Using this system, it allows buyers access on short notice to get in the home. The down side is that you may see a car drive up on Saturday morning while you are making breakfast. Within seconds the phone rings and it is an attempt at an appointment to see the home.
Rather than saying no, a motivated seller would say, “Can you give us 30 minutes or an hour to finish our morning routine?”
Of course, there are those moments when the timing just doesn’t work. That is okay occasionally. Ultimately, if you say no to an appointment, you could be saying no to a qualified buyer. Keep that in mind as you are making your decisions.
- Providing a Key to the Home – although the buyer’s agent may need to stop by an office to pick up the key, there is little delay in being able to show the home.

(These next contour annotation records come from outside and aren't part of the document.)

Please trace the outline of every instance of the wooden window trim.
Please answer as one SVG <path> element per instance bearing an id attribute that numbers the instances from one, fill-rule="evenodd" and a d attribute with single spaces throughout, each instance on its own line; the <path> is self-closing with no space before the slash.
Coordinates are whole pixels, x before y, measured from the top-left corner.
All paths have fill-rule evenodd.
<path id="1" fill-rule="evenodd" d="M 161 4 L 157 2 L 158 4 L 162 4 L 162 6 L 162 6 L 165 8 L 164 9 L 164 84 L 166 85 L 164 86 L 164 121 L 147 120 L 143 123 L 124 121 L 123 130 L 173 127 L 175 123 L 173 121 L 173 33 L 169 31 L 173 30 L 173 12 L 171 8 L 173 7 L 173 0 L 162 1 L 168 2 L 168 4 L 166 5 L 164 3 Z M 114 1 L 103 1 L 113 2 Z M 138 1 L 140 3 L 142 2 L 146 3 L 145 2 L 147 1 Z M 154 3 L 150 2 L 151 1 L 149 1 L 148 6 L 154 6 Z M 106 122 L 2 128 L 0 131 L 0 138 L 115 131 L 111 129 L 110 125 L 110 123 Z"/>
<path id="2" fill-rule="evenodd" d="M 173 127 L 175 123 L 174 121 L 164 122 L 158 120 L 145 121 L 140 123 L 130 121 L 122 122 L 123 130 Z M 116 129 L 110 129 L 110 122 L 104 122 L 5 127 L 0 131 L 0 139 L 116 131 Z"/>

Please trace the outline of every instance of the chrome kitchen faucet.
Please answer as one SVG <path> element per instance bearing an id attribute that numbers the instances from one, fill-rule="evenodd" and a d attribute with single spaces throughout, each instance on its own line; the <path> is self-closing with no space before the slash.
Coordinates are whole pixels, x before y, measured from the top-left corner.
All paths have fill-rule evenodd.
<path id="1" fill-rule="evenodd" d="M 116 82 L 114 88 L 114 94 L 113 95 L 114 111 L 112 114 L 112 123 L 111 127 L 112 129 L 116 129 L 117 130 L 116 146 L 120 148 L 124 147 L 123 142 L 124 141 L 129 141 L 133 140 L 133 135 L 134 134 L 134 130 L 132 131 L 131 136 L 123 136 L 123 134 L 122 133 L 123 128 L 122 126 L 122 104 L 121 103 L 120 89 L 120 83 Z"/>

This is the way homes were shown when I first started in real estate in the early 1990s. Today, this method is antiquated. Not allowing a lock box on your property is going to put a damper on the excitement for any buyer who wants to see it as it takes away the convenience.
Remember that buyers today are of the expectation that the seller is going to make it as easy as possible to have access to the home. In the buyer’s mind, if the seller is difficult with access to the home, the seller will also be difficult in the process from contract to close.
- By Appointment Only (example: 48 Hour Notice)– Many buyers who are relocating for a new career or promotion start working in that area prior to purchasing their home. They often like to take advantage of free time during business hours (such as their lunch break) to view potential homes. Because of this, they may not be able to plan their availability far in advance or may be unable to wait 48 hours to see the house.
It is one thing to require one hour notice to show, but in this day and age, 24 hours notice requirements are antiquated and will cost you showings. If you have an infant that naps during a certain time of day, just block those hours and have your agent explain why in the “agent comments” section of the listing information.
- Limited Access (example: the home is only available on Mondays or Tuesdays at 2pm or for only a couple of hours a day) – This is the most difficult way to be able to show your house to potential buyers.
In today’s fast paced real estate market, employing this method is basically telling people that you don’t really want to sell. The harder it is to show the home, the less likely agents are to show it, much less write an offer.
After all, once the house goes under contract, it must be available for inspections based on the vendor schedules.
The bottom line is this: In a competitive marketplace, access can make or break your ability to get the price you are looking for, or even sell your house at all.